(Here’s a link to the intro and Chapter 1 discussion)

In this chapter, Kruschke does a nice job of succinctly laying out the primary goals of statistical inferencing, and gives a pretty clear, intuitive description of what prior and posterior beliefs are about. To paraphrase in a nutshell, prior beliefs represent our beliefs (including level of uncertainty in those beliefs) before data collection or observation, and posterior beliefs reflect what we believe after taking data into account.

This chapter strikes me as a nice place to do some discussions in a class about what the goals of statistics are, the idea of updating beliefs via statistics, etc. For example, I can easily see some people being uneasy about the idea of mathematical formulas determining beliefs, in a philosophical sense. Kruschke does touch on this briefly, mentioning basically that beliefs that cannot be influenced by data are essentially “out of bounds,” but he does so in kind of a flippant way. I think even if we are talking about scientific beliefs, the idea of an analysis telling you what you should believe (and Kruschke does use the word “should”) can be uncomfortable, and not entirely realistic.

To clarify, in case you’re new to Bayesian inference, one of the concepts behind Bayesian inference is that it gives a clear mathematical formulation for how beliefs should be changed (there’s that “should” again), given the prior beliefs and the data. For example, a detective might be able to express her beliefs about suspects in terms of relative probabilities. So maybe if a woman was murdered, there could be a relatively high prior belief that it was the jealous ex-husband, and relatively low prior belief that it was the woman’s 2-year-old daughter. If the detective finds the daughter’s fingerprints on the murder weapon, it may only slightly affect her (nearly zero) belief that the daughter did it, where finding the husband’s fingerprints may make a big difference. The point is that Bayesian inference gives a mathematical framework for actually computing how beliefs should be updated. But given what people often mean when they talk about “beliefs,” the idea of a mathematical system telling you how you should change your beliefs given some data might be uncomfortable.

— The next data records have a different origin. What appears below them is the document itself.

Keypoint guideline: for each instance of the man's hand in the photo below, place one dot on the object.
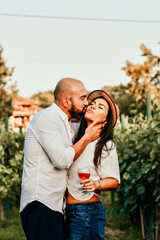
(93, 131)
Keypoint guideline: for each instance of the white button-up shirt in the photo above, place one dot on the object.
(47, 156)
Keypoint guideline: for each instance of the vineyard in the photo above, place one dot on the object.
(138, 196)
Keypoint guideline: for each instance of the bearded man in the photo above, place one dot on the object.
(48, 153)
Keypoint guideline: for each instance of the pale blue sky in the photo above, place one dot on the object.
(45, 50)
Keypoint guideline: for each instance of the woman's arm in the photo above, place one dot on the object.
(102, 185)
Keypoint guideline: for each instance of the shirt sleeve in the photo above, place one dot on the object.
(109, 164)
(48, 133)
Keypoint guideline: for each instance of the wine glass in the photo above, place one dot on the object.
(83, 173)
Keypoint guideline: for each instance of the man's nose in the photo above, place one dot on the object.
(86, 102)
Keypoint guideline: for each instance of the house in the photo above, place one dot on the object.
(24, 110)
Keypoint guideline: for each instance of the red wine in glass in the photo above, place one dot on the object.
(83, 173)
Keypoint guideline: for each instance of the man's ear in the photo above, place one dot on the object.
(66, 102)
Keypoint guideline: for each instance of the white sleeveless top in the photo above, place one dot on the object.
(109, 168)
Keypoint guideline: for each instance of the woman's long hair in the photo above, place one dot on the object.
(105, 135)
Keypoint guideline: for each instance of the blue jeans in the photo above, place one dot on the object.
(85, 221)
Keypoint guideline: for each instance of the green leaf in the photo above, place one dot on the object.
(140, 190)
(126, 176)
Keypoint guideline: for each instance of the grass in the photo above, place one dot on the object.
(118, 226)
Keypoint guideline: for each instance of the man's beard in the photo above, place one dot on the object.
(75, 113)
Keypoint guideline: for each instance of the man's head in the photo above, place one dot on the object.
(70, 96)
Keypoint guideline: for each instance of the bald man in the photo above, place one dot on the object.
(48, 153)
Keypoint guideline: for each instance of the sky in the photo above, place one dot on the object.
(45, 50)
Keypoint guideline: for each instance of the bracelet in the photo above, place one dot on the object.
(99, 184)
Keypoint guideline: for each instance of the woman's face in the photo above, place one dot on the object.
(97, 109)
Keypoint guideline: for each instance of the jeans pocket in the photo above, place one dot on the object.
(81, 214)
(101, 225)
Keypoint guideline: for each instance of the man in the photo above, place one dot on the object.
(48, 153)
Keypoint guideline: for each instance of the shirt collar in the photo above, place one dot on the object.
(60, 112)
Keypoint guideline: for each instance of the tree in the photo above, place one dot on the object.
(6, 107)
(145, 77)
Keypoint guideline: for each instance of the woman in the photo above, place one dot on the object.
(84, 211)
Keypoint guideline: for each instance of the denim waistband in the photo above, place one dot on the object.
(89, 205)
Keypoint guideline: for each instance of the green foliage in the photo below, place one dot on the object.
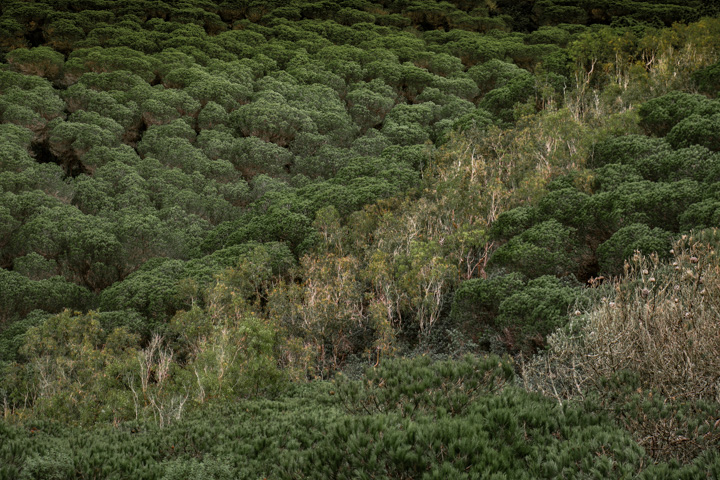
(621, 246)
(660, 115)
(548, 248)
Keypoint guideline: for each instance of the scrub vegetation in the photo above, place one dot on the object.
(353, 239)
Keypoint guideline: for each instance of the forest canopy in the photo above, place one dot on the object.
(365, 223)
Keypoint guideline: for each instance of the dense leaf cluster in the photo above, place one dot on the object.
(204, 204)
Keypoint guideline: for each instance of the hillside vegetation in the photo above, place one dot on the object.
(354, 239)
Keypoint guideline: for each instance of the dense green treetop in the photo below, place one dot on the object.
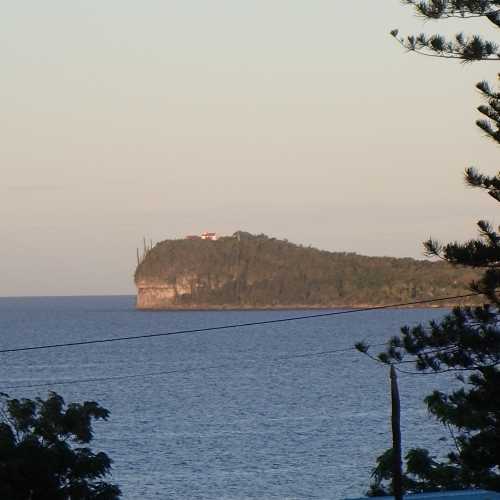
(44, 453)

Of course, once you get a little farther, the Bayesian concept of “belief” is pretty circumscribed and clear, and it doesn’t quite mean what most people mean by “belief,” but I could see this point in the book being a good place for some discussion along these lines in a class. Especially because it’s such a different kind of approach compared to the null-hypothesis significance testing (NHST) way of thinking about things. If NHST is new to you, too, the NHST way of thinking about things is more that you approach a set of data and ask “what are the odds that this data occurred this way purely by chance?” And if you decide that the odds are sufficiently low (by convention in many fields, less than 5%, or 1-in-20 odds), then you draw the conclusion that the “null hypothesis” (the hypothesis that whatever you’re looking at happened just by chance) is probably false. This comes up more directly later in the book, but that’s the gist, if all this stats stuff is new to you.

But back to the three goals as Kruschke presents them: (1) estimation of parameter values, (2) prediction of data values, and (3) model comparison. Depending on the context of who’s reading this book, I could see the benefit of some more examples of these things, but the presentation in the text is nice and clear. Kruschke makes an interesting point about Bayesian analysis “intrinsically adjust[ing] for model complexity” (p. 14), but the significance of this is likely to be lost on anyone not familiar with model comparison in other (e.g., NHST) methods. In terms of the audience of the book, I think these points will be much more interesting and meaningful to anyone who’s actually done data analysis before, and they may fly right by someone who’s relatively new to it.

Finally, Kruschke includes a short intro to the R software and programming language. There’s not really a great way to introduce R in 7 pages, but Kruschke does a decent job of giving the minimum needed to help people get the ball rolling. Again, here’s another spot where his website outpaces the book already, because the website makes the excellent recommendation of using RStudio, instead of the (IMHO) inferior Tinn-R. No knock against the fine folks who put together Tinn-R. This is just one of those things that makes it hard to write static books about R. RStudio is a pretty new player in the GUI game, but it’s quickly become the favorite for general users for a lot of good reasons. In any case, Kruschke will not make you an expert at R. But he gives you enough to run through the code in the book, cookbook-style. I suspect for anyone needing to work with real data, some additional resources or expertise in R will be needed to go from raw data to Bayesian analysis. R pet peeve alert: throughout the book, Kruschke uses the style of using = instead of <- for assignment. This may help many people coming from other programming languages, but it’s a little non-idiomatic for R. But this is a pretty inconsequential pet peeve, and since the book is about Bayesian analysis, not R coding style, I think overall this is not a bad choice.

In summary, it’s a good chapter and covers a bunch of introductory bases. Depending on who’s reading the book, and what the goals are (class textbook vs. self-study), a good amount of supplementary material or discussion could be useful, or it could be fine to just skim this chapter to get on to the meatier stuff.